Raltitrexed is a chemotherapy drug that is given as a treatment for some types of cancer. It is also known as Tomudex®. It is most commonly used to treat bowel cancer or advanced rectal cancer. It is often used as a substitute for 5-Fluorouracil in situations where there has been an adverse effect to 5FU or where 5FU could be dangerous (for example in a patient with a serious heart condition). This information describes raltitrexed, how it is given and some of its possible side effects.

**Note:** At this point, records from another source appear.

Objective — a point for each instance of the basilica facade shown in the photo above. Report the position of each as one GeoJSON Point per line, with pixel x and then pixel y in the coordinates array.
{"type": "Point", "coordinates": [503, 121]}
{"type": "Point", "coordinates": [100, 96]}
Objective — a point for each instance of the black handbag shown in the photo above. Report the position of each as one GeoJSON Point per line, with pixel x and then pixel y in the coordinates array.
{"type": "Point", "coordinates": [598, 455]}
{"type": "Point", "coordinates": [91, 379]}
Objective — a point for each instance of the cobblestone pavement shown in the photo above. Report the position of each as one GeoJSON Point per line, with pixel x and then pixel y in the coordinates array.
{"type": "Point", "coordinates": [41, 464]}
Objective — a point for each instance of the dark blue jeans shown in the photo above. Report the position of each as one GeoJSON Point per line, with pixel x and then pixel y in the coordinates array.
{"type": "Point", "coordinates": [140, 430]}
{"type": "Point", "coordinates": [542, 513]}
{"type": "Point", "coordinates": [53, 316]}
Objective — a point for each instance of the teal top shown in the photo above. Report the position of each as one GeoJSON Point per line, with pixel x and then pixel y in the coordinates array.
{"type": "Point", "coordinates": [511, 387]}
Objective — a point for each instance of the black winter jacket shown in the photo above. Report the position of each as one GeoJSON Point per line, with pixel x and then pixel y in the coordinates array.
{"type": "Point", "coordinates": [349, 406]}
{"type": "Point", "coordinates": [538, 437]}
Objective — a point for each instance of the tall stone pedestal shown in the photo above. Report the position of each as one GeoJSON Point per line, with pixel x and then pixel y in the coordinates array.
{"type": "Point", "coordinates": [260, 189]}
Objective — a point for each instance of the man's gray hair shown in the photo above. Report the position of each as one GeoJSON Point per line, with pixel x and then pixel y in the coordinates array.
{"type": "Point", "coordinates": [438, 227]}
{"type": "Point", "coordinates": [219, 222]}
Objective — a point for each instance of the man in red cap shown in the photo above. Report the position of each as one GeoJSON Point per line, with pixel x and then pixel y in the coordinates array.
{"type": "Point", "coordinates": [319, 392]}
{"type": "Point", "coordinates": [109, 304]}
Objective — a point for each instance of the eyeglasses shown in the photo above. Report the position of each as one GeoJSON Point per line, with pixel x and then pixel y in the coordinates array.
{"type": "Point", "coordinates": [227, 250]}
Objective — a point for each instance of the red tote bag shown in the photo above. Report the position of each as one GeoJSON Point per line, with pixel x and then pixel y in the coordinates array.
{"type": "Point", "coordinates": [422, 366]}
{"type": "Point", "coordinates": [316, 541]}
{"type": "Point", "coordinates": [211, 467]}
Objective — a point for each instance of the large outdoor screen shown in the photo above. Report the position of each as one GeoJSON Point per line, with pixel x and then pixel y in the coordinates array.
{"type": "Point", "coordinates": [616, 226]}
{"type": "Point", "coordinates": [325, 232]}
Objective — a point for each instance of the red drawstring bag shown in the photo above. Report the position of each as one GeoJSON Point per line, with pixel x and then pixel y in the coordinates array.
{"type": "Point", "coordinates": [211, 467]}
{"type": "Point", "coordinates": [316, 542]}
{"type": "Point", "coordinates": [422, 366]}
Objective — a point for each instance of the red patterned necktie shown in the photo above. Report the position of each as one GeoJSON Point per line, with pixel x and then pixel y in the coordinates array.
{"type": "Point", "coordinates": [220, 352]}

What raltitrexed looks like

Raltitrexed is a colourless fluid.

How it is given

Raltitrexed may be given:

  • As a drip (infusion) through a fine tube (cannula) inserted into a vein. It is given over a short period of time.
  • Through a central line, which is inserted under the skin into a vein near the collarbone, or into a PICC line, which is inserted into a vein in the crook of the arm.
  • Chemotherapy is usually given as a course of several sessions (or cycles) of treatment over a few months. The length of your treatment and the number of cycles you have will depend on the type of cancer for which you are being treated. Your nurse or doctor will discuss your treatment plan with you.

Possible side effects

Each person’s reaction to chemotherapy is different. Some people have very few side effects, while others may experience more. The side effects described in this information will not affect everyone who is given raltitrexed and may be different if you are having more than one chemotherapy drug.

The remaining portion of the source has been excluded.